この記事は、Google Cloud Platform Advent Calenderの21日目の記事です。遅れに遅れてしまい大変申し訳ありません。。。

エントリー時は「Cloud Functionsでなにか」と書いていたのですが、イマイチ目新しい機能も出ておらず良いネタがでなかったので、過去にAppEngineで作ったComputeEngineの定期バックアップシステムの紹介をしたいと思います。

前置きと概要

AWS方面ではわりと早い段階からAPIとタグを駆使したEC2の定期バックアップ手法は有名でした。

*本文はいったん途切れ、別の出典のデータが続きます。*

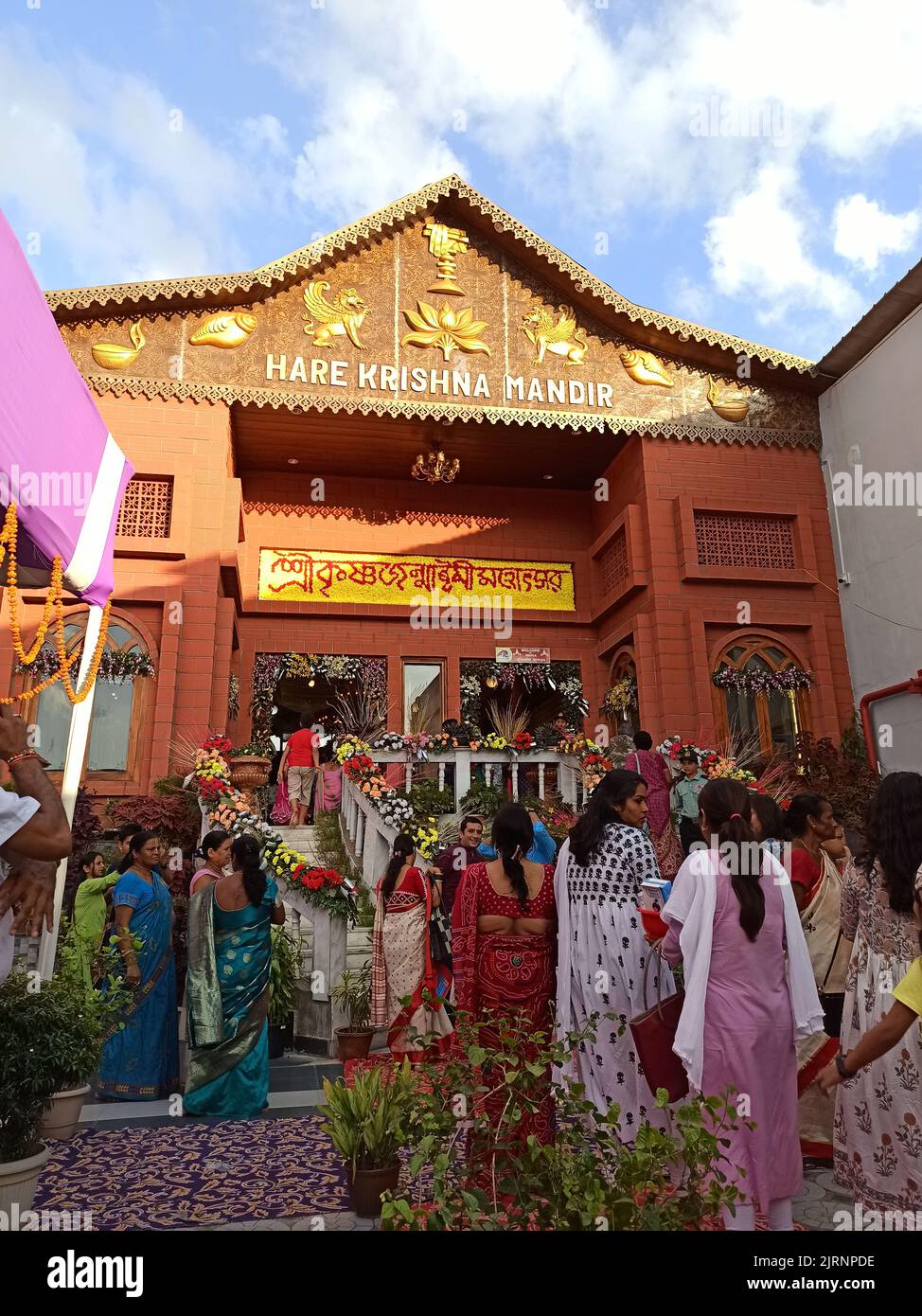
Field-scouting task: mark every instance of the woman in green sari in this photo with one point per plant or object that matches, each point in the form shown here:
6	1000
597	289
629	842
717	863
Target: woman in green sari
226	988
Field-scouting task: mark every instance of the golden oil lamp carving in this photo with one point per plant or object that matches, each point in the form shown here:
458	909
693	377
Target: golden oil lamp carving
644	367
445	243
338	319
435	469
729	407
560	338
114	355
446	329
226	330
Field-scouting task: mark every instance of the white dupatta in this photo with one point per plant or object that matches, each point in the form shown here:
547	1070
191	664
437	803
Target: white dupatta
692	906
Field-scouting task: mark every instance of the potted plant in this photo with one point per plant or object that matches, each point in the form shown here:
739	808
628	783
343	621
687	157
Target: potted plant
50	1041
353	994
95	1012
284	971
365	1124
250	766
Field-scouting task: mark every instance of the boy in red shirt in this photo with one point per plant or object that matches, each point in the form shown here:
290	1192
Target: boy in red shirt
301	759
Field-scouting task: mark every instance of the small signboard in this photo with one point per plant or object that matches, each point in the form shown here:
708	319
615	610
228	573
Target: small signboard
523	655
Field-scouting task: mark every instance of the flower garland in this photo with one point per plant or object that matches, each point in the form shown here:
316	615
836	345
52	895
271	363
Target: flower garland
759	682
620	698
114	665
228	809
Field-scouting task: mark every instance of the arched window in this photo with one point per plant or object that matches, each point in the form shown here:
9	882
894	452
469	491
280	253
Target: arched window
770	718
114	702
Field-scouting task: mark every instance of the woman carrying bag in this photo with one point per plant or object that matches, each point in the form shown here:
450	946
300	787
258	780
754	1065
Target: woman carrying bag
749	994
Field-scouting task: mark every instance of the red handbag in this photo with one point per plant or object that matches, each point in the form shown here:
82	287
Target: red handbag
654	1033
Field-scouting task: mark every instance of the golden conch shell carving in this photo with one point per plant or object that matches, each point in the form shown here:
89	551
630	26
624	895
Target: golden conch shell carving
445	243
561	338
226	330
644	367
445	328
728	407
112	355
337	319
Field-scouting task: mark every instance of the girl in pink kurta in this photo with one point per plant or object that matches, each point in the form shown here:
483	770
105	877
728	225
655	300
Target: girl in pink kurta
739	1020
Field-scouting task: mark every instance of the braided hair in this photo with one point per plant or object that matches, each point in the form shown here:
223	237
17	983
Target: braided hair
404	849
513	836
728	807
245	856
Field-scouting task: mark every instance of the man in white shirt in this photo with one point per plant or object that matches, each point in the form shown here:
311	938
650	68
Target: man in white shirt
34	836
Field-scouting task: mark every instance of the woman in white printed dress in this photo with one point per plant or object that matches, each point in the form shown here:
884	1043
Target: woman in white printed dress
603	951
878	1130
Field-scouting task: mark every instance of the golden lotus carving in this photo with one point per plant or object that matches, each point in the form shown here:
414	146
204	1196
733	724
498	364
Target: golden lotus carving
445	243
228	330
644	367
114	355
448	329
561	338
338	319
729	407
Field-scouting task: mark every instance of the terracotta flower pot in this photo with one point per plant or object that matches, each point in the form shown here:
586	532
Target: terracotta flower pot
247	772
354	1045
19	1180
367	1186
63	1115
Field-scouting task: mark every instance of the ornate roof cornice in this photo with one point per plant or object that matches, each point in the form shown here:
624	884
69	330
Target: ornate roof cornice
228	289
425	409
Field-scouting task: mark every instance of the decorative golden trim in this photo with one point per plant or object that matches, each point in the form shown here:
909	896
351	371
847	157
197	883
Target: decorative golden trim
421	409
364	230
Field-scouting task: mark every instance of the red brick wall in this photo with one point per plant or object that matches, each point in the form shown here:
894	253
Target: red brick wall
183	595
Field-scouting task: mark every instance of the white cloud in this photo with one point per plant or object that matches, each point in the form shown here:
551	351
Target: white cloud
758	249
864	232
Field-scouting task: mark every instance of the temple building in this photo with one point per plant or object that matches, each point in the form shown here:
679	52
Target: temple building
432	459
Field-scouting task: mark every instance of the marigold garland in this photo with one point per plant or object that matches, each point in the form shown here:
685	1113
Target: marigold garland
53	614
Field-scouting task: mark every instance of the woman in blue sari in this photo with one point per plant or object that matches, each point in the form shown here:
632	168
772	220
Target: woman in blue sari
226	988
141	1059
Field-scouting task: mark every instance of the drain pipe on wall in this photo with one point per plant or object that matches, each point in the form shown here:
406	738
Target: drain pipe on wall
907	687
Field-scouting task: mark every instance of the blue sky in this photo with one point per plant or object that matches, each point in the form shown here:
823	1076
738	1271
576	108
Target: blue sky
750	166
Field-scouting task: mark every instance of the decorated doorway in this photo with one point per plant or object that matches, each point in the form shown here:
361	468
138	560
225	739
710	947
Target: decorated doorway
344	692
543	698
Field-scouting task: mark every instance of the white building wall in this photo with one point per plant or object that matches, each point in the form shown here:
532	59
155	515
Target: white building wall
871	424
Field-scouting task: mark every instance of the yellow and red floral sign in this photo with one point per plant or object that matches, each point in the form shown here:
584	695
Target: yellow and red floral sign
318	577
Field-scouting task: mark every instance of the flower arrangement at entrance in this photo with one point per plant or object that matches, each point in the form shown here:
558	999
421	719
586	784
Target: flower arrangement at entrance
620	698
344	668
226	807
760	681
482	675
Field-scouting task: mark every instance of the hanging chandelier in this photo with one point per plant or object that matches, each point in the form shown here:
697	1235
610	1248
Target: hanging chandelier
435	469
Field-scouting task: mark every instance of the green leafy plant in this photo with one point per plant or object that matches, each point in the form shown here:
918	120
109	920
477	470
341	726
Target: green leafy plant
367	1121
353	992
483	799
426	798
50	1040
470	1174
284	971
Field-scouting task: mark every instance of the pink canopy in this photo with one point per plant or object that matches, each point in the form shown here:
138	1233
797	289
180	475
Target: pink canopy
58	461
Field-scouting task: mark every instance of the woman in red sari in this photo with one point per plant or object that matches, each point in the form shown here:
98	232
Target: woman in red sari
504	954
401	965
654	770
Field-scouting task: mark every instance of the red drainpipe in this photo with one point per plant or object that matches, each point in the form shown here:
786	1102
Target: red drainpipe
907	687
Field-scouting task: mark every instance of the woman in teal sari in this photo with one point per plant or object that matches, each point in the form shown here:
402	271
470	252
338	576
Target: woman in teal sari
226	988
141	1059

EC2にバックアップ世代数のタグを設定し、そのタグがついているインスタンスを対象にバックアップを行うバッチを定期で起動します。

blog.suz-lab.com

最近だと、CloudWatch Eventsを利用してEC2要らずで行うことができます。

qiita.com

GCEでの例を見かけなかったのですが、基本的にはGCPスケールメリットを活かすにはステートレスなアプリケーションが前提となるので、そうするとデータを基本的にマネージドなデータストアに入れておけば良い話なので、そういったことは必要ないんだろうなと。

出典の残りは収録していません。